Count Bernin spoke; Father Hauser listened. Then Father Hauser spoke and Count Bernin listened. To every word he had to say. It was a great deal. “I and yet I cannot agree with you,” he said at the end. “I cannot.”Presently, Count Bernin said, “There is too much involved.”And presently, “I can’t help it that old Felden hasn’t got his wits about him.”“Besides it’s too late.”“You are not my spiritual adviser, you know.”“I did not start it. I never like it.”“ You know, if anybody does, I am not building for myself. Nor for my time…” […]“Yes, if you like, used. On occasions used.”

And so on, as the Jesuit – out of our hearing – slowly wears down with implacable reasoning the rationalizations of the Count. This one-sided conversation, a conversation that implies much more than it says, is a virtuosic example of Bedford’s ordinary practice. When she writes dialogue it is as if the patient historical expositor, or the inditer of explicit invective, has disappeared, replaced by someone with the sensitivities and meaningful reticence of a Virginia Woolf. As she cycles between registers like the ones I have been citing, Bedford fits each one seamlessly into the workings of her story. Only in retrospect does the stylistic daring, the narrative skill become apparent.What holds it all together? Speed and the narrator’s viewpoint.

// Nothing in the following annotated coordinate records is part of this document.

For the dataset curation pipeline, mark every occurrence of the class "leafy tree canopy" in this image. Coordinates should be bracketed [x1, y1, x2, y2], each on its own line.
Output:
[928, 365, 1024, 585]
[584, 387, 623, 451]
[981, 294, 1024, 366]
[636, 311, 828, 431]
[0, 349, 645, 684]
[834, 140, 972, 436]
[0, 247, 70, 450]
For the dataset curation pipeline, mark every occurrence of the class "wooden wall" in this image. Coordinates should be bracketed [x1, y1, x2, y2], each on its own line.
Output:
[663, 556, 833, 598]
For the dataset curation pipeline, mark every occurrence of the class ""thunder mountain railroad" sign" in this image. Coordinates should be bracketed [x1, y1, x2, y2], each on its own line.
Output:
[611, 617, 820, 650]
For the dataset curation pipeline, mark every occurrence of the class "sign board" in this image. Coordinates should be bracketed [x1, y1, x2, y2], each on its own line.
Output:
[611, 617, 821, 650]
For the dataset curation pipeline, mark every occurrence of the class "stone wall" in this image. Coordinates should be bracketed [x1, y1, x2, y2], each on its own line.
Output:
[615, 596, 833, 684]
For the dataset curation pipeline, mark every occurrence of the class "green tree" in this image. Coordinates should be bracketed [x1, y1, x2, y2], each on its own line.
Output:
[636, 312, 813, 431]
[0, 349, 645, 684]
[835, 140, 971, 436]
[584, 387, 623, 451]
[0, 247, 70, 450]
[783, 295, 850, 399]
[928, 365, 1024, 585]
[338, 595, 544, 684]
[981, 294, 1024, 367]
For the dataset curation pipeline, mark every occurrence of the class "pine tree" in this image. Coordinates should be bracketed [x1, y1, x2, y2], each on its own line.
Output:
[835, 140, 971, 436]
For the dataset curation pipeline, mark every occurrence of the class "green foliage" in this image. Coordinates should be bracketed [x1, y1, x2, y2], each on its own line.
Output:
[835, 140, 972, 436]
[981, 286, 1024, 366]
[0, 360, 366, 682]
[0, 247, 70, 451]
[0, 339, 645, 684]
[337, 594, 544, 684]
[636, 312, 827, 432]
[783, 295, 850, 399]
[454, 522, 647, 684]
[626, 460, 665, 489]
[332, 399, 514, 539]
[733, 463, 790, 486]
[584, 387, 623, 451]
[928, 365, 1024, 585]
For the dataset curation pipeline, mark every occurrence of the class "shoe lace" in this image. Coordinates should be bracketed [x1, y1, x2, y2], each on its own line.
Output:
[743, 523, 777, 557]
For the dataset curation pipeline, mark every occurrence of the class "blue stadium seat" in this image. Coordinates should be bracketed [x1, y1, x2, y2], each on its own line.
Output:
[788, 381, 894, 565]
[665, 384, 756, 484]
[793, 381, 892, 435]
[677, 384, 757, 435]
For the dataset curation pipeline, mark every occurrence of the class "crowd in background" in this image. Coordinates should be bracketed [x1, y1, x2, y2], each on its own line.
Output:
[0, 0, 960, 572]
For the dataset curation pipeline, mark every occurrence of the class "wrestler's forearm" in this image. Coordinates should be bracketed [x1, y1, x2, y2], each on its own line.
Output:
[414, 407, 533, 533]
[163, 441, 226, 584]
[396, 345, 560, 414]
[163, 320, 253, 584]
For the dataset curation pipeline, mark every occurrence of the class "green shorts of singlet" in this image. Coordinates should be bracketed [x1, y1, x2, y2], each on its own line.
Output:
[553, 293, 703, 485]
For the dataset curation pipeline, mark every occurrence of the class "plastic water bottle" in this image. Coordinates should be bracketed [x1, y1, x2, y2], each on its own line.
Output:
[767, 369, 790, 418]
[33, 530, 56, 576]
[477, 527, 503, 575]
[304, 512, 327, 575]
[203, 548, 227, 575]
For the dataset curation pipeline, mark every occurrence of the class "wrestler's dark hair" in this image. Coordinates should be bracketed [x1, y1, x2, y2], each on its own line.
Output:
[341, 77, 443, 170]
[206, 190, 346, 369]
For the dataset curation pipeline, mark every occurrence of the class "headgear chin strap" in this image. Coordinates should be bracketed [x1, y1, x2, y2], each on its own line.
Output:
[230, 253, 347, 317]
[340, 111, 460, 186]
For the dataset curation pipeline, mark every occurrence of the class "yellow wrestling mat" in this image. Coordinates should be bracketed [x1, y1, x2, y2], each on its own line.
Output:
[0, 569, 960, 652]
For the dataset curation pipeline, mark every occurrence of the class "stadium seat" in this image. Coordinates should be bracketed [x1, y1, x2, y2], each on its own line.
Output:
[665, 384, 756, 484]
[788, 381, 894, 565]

Without seeming rushed, Bedford packs into less than four-hundred pages dozens of characters populating what amount to five novellas with an astonishing range of incident and setting. At strategic moments she reminds us of the journey this story has taken to reach us, reminds us from whom we are hearing it. Heir to the modernist tradition in this respect, Bedford never forgets that a novel is told by someone. The personality of this narrator intrigues us. Indeed, in A Legacy the narrator’s story in some senses is the story, though she is hardly present – apart from a few cameos – except as the voice that tells the tale:

[This] is a finished story—immobile in the unalterable past; untouchable, complete, as if sunk inside a sealed glass tank. For me, it was never a new story. Every second hand had touched a first; to every fragment there had floated up another–this phrase been the key to a remembered look, this fib belied an earlier one, this hint illumined words once overheard, this tale resurrected the mood of a whole winter. Which memories are theirs? Which are mine? I do not know a time when I was no imprinted with the experience of others. In a sense this is my story.

A Legacy is as perfect as a novel gets. It’s written with the sentence-by-sentence intensity of a short story, the narrative sweep of a history, and the tragi-comic interest of a family drama. Moreover, it is as significant as a novel gets, full of the interest of people distant from us in time and custom but recognizably human, and effortlessly illustrative of a period and society lost to us but incalculably important for the world we live in. Read it.